- Release Poster
- Directed by: Sai Rajesh Neelam
- Written by: Sai Rajesh Neelam
- Produced by: Sai Rajesh Neelam
- Starring: Sampoornesh Babu
- Cinematography: Mujeer Malik
- Edited by: Karthika Srinivas
- Music by: Kamran
- Production company: Amrutha Productions
- Release date: 10 August 2019;
- Country: India
- Language: Telugu

= Kobbari Matta =

Kobbari Matta is a 2019 Indian Telugu-language parody film directed by Sai Rajesh Neelam. It stars Sampoornesh Babu portraying roles of three generations- Paparayudu, Pedarayudu, and Androyudu.

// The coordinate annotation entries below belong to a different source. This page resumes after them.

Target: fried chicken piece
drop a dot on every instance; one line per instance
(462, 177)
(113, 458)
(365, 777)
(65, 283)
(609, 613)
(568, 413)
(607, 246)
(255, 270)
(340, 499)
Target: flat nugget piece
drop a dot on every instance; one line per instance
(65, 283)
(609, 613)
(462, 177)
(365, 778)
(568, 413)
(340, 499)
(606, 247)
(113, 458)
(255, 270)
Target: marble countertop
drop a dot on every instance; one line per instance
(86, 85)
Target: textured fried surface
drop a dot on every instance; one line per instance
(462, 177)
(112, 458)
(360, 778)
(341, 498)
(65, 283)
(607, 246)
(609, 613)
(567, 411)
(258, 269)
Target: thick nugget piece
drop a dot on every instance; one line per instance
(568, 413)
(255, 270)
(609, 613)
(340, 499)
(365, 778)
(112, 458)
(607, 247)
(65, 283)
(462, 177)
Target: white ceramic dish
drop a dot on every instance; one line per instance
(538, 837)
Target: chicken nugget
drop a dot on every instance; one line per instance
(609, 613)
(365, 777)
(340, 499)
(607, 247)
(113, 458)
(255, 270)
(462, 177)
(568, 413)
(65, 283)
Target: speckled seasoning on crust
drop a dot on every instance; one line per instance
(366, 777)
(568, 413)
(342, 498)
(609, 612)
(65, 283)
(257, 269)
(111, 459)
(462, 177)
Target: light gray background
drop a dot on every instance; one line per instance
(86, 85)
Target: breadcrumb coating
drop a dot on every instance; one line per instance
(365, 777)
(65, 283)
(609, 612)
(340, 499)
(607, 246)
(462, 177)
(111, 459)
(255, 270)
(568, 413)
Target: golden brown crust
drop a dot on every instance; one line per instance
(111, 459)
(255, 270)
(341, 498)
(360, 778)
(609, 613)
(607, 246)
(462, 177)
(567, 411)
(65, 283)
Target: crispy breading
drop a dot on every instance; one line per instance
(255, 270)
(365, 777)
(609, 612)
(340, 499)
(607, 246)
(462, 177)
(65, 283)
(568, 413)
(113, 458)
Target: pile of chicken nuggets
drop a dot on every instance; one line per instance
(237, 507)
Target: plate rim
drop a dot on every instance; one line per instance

The film was released theatrically on 10 August 2019 and become a decent hit.

== Cast ==
- Sampoornesh Babu in a triple role as Paparayudu, Pedarayudu, and Androidu (And+Rayudu=Androidu)
- Ishika Singh as Janaki
- Shakeela as Pandu
- Mahesh Kathi as Kamudu
- Gayathri Gupta

== Soundtrack ==

| No. | Title | Singer(s) | Length |
|---|---|---|---|
| 1. | "A Aa Ee E" | Rahul Sipligunj, Lipsika |  |
| 2. | "Kobbari Aakulu" | Vinayak Satheesh |  |
| 3. | "Sambo Shiva Samboo" | Saaketh Kommandoori |  |
| 4. | "Android" | L. V. Revanth, Mohana Bhogaraju |  |
| 5. | "Vethikina" | Dhanunjay |  |

== Reception ==
Hemanth Kumar of Firstpost rated the film 3/5 and stated: "Kobbari Matta is not only consistently absurd and over the top, but also, it’s an excuse to laugh at ourselves and the cliches prevalent in Telugu cinema." On performances, The Hindu Y. Sunitha Chowdhary opined: "Sampoornesh gets enough dances to show his talent and it is evident he has worked hard to shed his potbelly. Mahesh Katti shines as Kaamudu." A reviewer from Cinema Express also rated the film 3/5 and wrote, "This isn’t a film that takes itself too seriously but is meant to be ridiculous and some more."